Prep : 15M Cook : 16M Ready in : 3H55M
  • Preheat oven to 350 degrees F (175 degrees C).
  • Whisk almond meal, slivered almonds, 1/4 cup sugar, baking soda, and 1/4 teaspoon cinnamon together in a bowl; stir in butter until almond mixture is evenly moistened. Pour almond mixture into a 10-inch springform pan and press firmly into the bottom.
  • Bake in the preheated oven until crust is set, about 10 minutes. Remove crust from oven and reduce temperature to 325 degrees F (165 degrees C). Place a pan of hot water onto the bottom rack of the oven to help reduce cracking in the cheesecake.

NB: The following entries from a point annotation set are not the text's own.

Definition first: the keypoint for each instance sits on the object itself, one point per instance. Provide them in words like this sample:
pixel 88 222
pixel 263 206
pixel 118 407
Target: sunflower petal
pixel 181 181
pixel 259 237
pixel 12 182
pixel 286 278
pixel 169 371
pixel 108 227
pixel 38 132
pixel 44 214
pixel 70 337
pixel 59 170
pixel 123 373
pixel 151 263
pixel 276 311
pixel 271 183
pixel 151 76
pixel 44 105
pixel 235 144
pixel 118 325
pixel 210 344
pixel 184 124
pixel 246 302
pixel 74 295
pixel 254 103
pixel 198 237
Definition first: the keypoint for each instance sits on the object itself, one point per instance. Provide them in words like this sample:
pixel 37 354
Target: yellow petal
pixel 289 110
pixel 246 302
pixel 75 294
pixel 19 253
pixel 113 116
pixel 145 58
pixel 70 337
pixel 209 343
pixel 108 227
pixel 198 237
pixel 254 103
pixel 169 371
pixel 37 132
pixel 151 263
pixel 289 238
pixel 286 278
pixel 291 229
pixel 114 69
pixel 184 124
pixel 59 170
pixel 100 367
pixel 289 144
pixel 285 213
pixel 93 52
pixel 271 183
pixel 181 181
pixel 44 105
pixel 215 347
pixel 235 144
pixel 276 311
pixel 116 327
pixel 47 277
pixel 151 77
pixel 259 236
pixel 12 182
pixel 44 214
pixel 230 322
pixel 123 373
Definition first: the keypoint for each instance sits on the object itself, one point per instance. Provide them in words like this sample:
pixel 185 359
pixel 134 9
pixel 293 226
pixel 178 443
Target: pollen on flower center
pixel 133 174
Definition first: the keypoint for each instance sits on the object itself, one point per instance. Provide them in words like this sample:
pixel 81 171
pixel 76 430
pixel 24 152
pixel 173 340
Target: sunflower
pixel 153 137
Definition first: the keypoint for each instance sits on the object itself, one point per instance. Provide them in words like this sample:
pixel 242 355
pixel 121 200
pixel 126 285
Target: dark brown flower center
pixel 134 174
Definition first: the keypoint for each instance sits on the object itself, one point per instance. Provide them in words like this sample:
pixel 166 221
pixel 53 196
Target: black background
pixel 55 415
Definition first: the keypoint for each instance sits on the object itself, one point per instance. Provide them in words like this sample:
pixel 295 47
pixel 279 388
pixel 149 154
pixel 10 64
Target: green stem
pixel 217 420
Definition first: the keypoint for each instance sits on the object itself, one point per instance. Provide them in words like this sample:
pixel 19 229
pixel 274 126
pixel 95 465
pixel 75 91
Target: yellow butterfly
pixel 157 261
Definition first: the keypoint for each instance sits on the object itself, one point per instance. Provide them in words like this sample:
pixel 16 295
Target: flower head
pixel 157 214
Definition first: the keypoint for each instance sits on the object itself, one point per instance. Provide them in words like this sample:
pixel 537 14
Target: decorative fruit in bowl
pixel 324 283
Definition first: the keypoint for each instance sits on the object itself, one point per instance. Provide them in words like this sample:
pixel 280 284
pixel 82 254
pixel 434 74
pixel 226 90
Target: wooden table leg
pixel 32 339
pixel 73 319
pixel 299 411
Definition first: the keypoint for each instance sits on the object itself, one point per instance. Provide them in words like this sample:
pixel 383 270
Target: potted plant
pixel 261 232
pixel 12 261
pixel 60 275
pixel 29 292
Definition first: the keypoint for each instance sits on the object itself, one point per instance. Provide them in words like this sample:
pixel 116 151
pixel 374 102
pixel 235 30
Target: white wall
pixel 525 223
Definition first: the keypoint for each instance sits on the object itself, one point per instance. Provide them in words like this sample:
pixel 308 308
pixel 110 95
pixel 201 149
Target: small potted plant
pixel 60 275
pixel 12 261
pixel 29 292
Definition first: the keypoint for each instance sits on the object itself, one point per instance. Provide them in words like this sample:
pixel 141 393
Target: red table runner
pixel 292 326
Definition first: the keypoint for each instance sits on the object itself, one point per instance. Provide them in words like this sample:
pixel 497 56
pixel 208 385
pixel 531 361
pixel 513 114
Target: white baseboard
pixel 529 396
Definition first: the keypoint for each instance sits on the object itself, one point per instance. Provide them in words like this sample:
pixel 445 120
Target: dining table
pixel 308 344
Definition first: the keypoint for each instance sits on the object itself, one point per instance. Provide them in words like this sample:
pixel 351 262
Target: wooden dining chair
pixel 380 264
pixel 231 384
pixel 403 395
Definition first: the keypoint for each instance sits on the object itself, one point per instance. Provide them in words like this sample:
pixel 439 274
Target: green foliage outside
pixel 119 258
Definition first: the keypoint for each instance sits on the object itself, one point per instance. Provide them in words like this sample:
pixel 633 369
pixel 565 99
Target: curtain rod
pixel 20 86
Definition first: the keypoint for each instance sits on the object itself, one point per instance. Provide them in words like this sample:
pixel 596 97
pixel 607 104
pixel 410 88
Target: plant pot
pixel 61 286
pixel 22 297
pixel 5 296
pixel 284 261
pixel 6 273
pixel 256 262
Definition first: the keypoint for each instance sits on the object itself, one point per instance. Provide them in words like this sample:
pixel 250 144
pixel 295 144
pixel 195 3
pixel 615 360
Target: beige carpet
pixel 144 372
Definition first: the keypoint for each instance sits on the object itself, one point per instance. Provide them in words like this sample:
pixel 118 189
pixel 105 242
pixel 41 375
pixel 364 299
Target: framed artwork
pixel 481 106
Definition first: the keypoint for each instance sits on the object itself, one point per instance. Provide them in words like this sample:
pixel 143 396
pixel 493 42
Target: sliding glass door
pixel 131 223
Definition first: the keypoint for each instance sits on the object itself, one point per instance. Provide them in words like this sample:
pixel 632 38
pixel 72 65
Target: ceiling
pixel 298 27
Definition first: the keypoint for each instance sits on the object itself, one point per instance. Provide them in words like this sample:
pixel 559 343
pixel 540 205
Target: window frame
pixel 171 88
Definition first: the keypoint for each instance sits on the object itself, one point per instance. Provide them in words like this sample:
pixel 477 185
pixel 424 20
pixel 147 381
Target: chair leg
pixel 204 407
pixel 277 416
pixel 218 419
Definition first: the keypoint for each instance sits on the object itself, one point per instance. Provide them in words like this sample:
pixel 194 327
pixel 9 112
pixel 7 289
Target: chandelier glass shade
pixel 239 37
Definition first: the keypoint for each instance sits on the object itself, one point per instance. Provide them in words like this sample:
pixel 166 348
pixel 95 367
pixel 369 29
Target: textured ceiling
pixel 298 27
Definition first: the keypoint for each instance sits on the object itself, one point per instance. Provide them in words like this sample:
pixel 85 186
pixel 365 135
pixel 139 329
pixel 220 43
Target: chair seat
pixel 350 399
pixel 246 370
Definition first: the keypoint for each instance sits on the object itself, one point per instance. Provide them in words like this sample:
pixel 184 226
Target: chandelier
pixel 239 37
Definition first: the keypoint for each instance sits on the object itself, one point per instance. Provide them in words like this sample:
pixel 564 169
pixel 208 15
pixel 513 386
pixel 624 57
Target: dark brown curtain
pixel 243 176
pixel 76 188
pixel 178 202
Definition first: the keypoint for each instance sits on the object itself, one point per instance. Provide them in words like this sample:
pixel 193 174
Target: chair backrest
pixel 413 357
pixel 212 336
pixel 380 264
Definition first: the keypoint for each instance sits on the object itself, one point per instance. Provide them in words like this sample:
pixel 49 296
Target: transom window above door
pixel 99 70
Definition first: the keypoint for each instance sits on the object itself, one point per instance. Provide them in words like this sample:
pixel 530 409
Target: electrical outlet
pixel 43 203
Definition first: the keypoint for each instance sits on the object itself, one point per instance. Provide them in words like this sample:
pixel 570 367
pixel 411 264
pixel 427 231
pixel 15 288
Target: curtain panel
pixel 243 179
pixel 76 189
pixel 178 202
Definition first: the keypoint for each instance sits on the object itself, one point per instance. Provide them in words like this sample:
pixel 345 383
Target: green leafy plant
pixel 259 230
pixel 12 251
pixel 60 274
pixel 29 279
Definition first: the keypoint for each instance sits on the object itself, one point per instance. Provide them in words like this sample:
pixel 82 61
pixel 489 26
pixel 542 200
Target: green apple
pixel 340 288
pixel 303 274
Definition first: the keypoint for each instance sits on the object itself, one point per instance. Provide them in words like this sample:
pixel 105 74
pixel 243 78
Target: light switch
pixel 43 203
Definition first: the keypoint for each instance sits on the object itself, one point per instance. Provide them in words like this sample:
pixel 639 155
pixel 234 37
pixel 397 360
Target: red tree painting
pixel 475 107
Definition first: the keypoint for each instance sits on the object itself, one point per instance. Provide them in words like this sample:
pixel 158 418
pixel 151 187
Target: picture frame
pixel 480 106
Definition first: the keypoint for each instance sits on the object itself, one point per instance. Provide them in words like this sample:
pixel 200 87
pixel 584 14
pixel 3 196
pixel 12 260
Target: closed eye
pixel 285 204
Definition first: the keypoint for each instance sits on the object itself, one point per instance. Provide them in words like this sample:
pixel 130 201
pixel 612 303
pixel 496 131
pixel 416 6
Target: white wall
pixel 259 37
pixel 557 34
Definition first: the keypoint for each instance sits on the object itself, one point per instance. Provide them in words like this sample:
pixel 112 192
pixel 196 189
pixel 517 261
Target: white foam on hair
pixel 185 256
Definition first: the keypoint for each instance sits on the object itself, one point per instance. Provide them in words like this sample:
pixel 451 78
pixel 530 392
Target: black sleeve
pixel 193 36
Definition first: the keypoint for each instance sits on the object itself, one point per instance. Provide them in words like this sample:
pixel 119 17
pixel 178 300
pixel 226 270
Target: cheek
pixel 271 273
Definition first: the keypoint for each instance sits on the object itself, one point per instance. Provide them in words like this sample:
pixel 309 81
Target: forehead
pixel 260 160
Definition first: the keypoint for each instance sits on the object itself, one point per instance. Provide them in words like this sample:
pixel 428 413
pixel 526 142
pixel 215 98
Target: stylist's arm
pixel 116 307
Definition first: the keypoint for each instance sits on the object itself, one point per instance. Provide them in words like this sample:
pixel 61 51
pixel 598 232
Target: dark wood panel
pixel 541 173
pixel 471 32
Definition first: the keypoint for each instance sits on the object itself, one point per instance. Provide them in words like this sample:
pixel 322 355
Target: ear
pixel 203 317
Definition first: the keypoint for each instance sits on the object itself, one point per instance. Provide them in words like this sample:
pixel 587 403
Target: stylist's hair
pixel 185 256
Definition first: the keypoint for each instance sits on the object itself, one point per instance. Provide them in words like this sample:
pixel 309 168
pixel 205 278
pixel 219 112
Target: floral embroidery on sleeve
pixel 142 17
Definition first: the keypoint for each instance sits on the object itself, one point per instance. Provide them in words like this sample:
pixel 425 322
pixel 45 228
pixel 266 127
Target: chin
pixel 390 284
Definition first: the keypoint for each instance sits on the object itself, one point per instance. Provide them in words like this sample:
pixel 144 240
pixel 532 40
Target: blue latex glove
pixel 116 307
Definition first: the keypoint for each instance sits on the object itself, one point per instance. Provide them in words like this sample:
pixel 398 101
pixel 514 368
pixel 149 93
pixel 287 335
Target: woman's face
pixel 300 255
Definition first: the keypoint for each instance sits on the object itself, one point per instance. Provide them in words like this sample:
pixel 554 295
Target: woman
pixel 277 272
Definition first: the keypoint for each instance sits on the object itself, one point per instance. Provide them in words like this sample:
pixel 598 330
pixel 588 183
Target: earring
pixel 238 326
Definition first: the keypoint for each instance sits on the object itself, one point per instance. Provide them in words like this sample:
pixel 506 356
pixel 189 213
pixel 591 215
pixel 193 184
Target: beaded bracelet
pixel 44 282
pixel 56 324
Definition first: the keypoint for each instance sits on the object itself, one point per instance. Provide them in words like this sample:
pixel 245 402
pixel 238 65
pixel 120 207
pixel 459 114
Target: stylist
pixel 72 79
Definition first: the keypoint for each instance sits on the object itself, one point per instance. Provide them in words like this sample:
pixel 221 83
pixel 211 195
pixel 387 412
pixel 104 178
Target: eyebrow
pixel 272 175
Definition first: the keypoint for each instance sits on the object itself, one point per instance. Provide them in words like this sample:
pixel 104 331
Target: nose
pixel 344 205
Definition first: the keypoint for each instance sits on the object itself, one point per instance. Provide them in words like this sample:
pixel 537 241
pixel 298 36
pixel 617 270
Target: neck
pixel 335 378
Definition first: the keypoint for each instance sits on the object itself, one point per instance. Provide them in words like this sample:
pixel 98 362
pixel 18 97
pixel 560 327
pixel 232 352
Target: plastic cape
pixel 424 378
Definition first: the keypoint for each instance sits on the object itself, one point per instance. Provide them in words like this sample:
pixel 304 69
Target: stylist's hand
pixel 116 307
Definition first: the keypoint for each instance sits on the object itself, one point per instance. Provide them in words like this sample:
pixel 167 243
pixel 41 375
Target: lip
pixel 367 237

  • Beat cream cheese, sour cream, pumpkin puree, 1 cup sugar, eggs, 1 teaspoon cinnamon, ginger, vanilla extract, and salt together in a large bowl using an electric mixer, scraping bottom and sides of bowl frequently, until filling is smooth. Pour filling over hot crust.
  • Place pan on the center rack in oven and bake until cheesecake peaks in the center, 1 hour to 1 hour 15 minutes. Cool to room temperature before removing sides of pan. Transfer cheesecake to a serving plate and cover loosely with plastic wrap. Chill in refrigerator before serving, at least 2 hours.

Notes :

  • I have also made this with cooked, mashed yams or cooked, mashed winter squash, such as butternut or acorn. All are very good and work equally well.